The text recognition model is pretrained on two synthetic image datasets [29, 30] (denoted as TR_Pretrained model) and then fine-tuned using our augmentation data (denoted as TR_Fine-tuned model). There are two testing datasets, Sys_Ext and Hu_Ext, used to evaluate text recognition performance where Sys_Ext is the dataset mentioned in the last paragraph and Hu_Ext is the dataset that we manually extract the number section in the images from Testing_Set. The main purpose of the evaluation is to compare the performance between TR_Pretrained model and TR_Fine-tuned model and also investigate whether there is any significant performance difference between using Sys_Ext and Hu_Ext. The experimental results are presented in Table 4. It can be observed that the TR_Fine-tuned model significantly improves the average accuracy over the TR_Pretrained model on the Hu_Ext dataset which has been increased from 0.28 to 0.95. When comparing the results on the Sys_Ext dataset, TR_Fine-tuned model (0.95) also greatly outperforms TR_Pretrained model (0.24). For TR_Fine-tuned model, all accuracy values are above 0.9 and several values achieve 0.99. Overall, TR_Fine-tuned model can effectively utilize our augmented images to solve the text recognition problem and result in high accuracy for multidigit recognition. Regarding the performance comparison between two datasets Sys_Ext and Hu_Ext, TR_Fine-tuned model reaches similar results (0.95 : 0.95). There is also no comparable difference while using TR_Pretrained model (0.24 : 0.28). We can conjecture that these two datasets are similar (i.e., the images extracted by our TD_Fine-tuned model are similar to those images in Hu_Ext extracted by humans). The comparison with two other techniques, Aster [26] and Clova [31], are also displayed in Table 4. It is observed that all approaches including TR_Pretrained model are not able to properly deal with the text recognition task but will obtain much better results after fine-tuning with our augmented data. Note that all tools (from Tool-1 to Tool-6) in our experiment use seven-segment displays. Several examples of recognition results are shown in Figure 9(c).

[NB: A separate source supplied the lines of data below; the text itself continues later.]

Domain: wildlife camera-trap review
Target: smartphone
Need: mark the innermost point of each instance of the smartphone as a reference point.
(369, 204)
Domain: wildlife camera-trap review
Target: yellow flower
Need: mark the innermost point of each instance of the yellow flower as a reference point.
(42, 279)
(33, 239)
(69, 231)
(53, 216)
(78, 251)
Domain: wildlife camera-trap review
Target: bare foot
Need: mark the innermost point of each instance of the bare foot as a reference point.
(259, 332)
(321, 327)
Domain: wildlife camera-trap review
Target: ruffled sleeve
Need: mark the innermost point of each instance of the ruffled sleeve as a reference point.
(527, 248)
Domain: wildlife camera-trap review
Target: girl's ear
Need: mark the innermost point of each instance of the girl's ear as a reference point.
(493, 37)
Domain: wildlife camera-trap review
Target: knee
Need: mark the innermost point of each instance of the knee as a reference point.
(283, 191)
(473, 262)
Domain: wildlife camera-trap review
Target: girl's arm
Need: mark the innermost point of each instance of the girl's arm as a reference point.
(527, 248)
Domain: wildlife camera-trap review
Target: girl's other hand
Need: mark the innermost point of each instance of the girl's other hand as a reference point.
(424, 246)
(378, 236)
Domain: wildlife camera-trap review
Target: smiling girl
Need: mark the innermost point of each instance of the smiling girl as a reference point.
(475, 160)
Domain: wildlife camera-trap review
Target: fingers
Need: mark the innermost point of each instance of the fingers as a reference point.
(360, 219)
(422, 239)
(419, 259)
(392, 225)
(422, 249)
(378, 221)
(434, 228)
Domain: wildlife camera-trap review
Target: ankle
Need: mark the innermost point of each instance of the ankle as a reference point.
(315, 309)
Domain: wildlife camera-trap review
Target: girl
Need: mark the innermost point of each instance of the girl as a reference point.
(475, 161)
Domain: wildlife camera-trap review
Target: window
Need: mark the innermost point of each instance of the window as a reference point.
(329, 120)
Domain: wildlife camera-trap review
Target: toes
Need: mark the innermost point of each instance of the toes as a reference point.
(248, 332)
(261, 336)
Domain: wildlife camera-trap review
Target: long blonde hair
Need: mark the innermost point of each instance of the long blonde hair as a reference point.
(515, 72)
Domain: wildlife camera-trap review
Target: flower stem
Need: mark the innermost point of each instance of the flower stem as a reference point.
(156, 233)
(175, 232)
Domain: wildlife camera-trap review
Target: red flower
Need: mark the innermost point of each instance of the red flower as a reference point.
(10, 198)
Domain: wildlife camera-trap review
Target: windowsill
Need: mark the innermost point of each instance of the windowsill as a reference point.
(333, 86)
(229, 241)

The experiments are conducted on the Windows system with an Intel(R) Core(TM) i7-8750H CPU, 8 GB RAM, and NVIDIA GeForce GTX 1050 Ti GPU. We obtain an average text detection time of around 0.05 seconds and the average text recognition time is about 0.09 seconds.

5. Conclusions

We develop an APP based on vision and speech recognition to extract the shop floor data for addressing the digitalization challenge of SMEs. Our proposed approach is executed on mobile devices which are affordable for SMEs and could be easily extended to other portable smart devices. We produce a design concept by taking operators’ existing workflow into consideration and providing an intuitive interface with an easy learning curve.

Although the proposed application is applicable in the current situation, there are several challenges to be further addressed for future research to maximize the benefits of the proposed approach:(1)Investigation of interaction tools: the current version of the interaction requires users to hold the smartphone to control. Although it is feasible for the current scenario, we would like to investigate more convenient tools to replace handheld interaction and expand the industrial value. Instead of handheld selection, we plan to work with operators to personalize smart wearable products, such as wristband, in order to achieve maximum user comfort and in accordance with their user experience [32].(2)Use of in-house development: for our current speech recognition module, we use cloud-based service (i.e., iFlytek) which is applicable to several industries. However, based on our experiences of university-industry cooperation, many corporations require a high level of information sensitivity and avoid using cloud services. In further research work, our goal is to develop this component locally instead of uploading it to the cloud for recognition.

Data Availability

The data used to support this study have not been made available yet, as the supplier prevents this.

Conflicts of Interest

The authors declare that they have no conflicts of interest.